Quant à l’abbé Raynal, je vous supplie, monsieur, de vouloir bien l’excuser si, pour cette première fois, il a manqué à quelque chose, ou s’il a rempli ses feuilles d’anecdotes littéraires déjà connues. Vous voyez par la rapidité de son style, et par sa facilité, qu’il sera en état de se plier à toutes les formes qui lui seront prescrites. Je vous donne ma parole d’honneur que je ne peux faire à sa majesté un meilleur présent. Non seulement, monsieur, je vous prie de le protéger, mais je vous demande en grâce de ne mander à personne que c’est moi qui vous le présente. C’est une chose que j’ose attendre de votre ancienne amitié pour moi. Vous sentez combien de gens de lettres désirent un tel emploi. Le nom de Frédéric est devenu un terrible nom ; et quand il n’y aurait que de l’honneur à lui faire tenir des nouvelles et des livres, on se disputerait cet emploi comme on se dispute ici un bénéfice ou une place de sous-fermier. Ne me commettez donc, je vous en conjure, avec personne, et laissez-moi vous servir paisiblement.
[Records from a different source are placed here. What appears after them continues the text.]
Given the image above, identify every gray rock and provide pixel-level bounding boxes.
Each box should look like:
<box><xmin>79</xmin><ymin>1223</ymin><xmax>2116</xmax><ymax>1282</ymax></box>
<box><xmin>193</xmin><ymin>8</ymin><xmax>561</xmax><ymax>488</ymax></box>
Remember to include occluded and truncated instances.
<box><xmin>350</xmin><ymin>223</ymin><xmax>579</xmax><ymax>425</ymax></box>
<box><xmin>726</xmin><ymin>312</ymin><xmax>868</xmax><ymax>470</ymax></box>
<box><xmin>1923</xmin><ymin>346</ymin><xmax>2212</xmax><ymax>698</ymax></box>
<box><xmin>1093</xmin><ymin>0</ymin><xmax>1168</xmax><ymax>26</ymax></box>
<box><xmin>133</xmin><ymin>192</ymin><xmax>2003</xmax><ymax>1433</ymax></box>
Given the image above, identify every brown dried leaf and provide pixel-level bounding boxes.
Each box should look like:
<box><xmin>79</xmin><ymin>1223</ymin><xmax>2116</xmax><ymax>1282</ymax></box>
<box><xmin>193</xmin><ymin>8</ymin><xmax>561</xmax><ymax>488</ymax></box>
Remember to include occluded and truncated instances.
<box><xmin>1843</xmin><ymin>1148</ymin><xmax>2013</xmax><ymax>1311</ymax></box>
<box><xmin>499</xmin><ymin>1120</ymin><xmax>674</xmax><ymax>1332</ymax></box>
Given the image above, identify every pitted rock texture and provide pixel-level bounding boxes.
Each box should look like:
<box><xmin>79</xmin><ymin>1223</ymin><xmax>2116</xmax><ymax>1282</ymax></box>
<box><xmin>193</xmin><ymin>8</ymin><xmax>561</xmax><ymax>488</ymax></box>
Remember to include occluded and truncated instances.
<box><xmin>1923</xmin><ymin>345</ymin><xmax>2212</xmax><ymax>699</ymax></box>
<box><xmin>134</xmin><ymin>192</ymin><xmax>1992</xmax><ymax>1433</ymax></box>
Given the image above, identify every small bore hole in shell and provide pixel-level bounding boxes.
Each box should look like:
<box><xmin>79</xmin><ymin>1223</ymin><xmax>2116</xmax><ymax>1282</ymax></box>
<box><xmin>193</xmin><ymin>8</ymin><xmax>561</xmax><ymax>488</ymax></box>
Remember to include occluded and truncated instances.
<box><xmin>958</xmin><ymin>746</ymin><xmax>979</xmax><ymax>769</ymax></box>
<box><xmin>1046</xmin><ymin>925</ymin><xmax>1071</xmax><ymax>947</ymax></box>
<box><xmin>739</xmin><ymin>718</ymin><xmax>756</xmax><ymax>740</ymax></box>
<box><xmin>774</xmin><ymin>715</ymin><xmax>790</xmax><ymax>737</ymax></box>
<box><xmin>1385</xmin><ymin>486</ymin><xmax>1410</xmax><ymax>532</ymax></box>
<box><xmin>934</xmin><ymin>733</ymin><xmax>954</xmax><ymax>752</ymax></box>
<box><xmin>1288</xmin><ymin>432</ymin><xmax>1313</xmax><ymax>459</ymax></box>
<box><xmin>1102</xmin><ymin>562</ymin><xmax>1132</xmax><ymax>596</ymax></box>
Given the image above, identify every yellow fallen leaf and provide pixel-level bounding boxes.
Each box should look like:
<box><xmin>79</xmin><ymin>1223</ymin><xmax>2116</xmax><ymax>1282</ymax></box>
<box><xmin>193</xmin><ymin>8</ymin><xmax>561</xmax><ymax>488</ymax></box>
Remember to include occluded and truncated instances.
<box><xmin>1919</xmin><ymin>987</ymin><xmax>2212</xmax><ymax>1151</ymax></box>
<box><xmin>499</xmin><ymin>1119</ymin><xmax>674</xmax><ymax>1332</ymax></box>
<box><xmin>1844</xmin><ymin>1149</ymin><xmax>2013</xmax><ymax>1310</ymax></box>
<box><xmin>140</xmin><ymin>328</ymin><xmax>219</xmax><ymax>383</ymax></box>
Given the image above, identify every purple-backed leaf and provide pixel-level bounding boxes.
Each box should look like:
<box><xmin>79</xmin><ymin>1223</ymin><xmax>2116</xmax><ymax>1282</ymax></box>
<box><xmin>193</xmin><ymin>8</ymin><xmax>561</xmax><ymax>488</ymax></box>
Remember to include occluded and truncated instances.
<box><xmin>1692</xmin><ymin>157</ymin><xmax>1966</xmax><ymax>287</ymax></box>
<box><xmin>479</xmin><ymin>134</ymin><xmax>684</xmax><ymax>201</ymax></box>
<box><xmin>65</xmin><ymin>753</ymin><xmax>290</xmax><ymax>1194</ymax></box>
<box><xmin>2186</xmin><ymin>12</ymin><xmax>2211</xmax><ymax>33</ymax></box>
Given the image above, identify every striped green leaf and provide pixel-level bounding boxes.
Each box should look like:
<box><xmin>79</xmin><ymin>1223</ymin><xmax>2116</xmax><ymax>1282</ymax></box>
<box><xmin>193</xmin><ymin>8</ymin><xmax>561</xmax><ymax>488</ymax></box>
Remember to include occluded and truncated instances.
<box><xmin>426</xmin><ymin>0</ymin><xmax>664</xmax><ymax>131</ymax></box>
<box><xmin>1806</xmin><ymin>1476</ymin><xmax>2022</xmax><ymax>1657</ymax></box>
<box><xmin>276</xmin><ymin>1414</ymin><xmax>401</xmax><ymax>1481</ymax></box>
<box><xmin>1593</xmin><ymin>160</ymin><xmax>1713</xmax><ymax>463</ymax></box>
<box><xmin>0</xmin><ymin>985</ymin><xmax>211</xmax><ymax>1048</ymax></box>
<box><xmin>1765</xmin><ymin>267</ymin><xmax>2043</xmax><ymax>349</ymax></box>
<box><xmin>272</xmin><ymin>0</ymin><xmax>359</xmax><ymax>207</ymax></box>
Envoyez-moi un petit mot pour l’abbé Raynal, par lequel vous l’instruirez de la manière dont il faut s’y prendre ; il attend vos ordre et vos bontés (1). Quant à moi, monsieur, je compte être bientôt plus heureux que vos correspondants, j’espère vous voir. Il faut, avant que je meure, que je me mette encore aux pieds de ce grand homme, si simple, de ce philosophe roi, si aimable. Je sais bien qu’il est ridicule que je voyage dans l’état où je suis, mais les passions font tout faire. Autant vaut, après tout, être malade à Berlin qu’à Paris. Et s’il fallait partir de ce monde, il me semble qu’on prend congé dans ce pays-là avec des cérémonies moins lugubres que dans le nôtre. En un mot, si j’ai seulement la force de me mettre dans un carrosse, vous verrez arriver le Scarron tragique de son siècle, et je prendrai sur la route le titre de malade du roi de Prusse.

 

Adieu, monsieur, si quelqu’un se souvient de moi, recommandez-moi à lui ; surtout, conservez-moi votre amitié.

 

 

1 – Frédéric ne voulut pas de Raynal pour correspondant ; il fit choix de l’auteur dramatique Pierre Morand. (G.A.)